Ces évolutions reflètent une transformation profonde des habitudes de consommation et des politiques publiques au Royaume-Uni. Alors que le cash retrouve un rôle essentiel pour certaines franges de la population, le déploiement d’identifiants numériques et la montée des paiements électroniques accentuent la fracture entre les générations et les niveaux de revenus. Les ménages à faibles revenus, qui dépendent souvent des espèces pour mieux contrôler leurs dépenses, risquent d’être marginalisés dans une économie dominée par le numérique.  

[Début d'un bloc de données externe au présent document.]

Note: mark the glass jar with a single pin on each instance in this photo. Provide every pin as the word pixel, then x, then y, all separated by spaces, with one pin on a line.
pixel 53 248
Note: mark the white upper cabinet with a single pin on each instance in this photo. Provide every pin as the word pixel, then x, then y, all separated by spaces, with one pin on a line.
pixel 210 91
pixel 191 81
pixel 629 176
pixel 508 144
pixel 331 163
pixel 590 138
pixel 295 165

Pour les commerçants et les consommateurs, l’avenir reste incertain. Les détaillants doivent jongler entre des coûts croissants liés aux paiements électroniques et la nécessité de répondre aux attentes des clients, qu’ils préfèrent le cash ou les cartes. Les gouvernements, de leur côté, doivent équilibrer innovation et inclusion, en garantissant que les nouvelles technologies ne laissent personne de côté.  

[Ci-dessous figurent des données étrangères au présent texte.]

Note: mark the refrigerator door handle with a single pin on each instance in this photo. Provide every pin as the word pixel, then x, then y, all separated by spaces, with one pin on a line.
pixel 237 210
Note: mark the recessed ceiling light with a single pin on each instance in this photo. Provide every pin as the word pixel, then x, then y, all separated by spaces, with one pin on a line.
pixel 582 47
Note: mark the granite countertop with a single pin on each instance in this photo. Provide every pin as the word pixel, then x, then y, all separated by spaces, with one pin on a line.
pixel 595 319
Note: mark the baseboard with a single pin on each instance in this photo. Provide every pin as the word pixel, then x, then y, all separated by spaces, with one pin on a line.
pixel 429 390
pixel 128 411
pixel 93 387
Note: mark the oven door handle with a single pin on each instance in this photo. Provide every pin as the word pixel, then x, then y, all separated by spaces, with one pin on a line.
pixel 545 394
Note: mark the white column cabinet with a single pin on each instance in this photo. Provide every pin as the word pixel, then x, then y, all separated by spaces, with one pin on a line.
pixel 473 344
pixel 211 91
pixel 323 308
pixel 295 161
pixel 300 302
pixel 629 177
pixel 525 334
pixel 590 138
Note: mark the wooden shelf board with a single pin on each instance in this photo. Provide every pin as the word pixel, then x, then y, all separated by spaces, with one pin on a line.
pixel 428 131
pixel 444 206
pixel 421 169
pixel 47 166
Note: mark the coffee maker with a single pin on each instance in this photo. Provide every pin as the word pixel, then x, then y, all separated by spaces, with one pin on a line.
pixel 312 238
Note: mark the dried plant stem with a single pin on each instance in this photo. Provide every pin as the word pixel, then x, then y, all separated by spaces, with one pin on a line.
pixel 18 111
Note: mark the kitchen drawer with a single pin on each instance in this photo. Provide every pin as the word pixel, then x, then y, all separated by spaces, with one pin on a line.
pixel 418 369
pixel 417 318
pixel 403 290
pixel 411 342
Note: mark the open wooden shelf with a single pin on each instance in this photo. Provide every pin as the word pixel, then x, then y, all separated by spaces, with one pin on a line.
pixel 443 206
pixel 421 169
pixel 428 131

En conclusion, le Royaume-Uni se trouve à un carrefour entre une économie numérique en plein essor et un retour limité mais significatif du cash. Si les deux tendances semblent contradictoires, elles illustrent la diversité des besoins et des préférences des consommateurs. À mesure que les technologies comme les identifiants numériques se généralisent, le défi sera de maintenir un équilibre entre modernité, accessibilité et respect des droits des citoyens.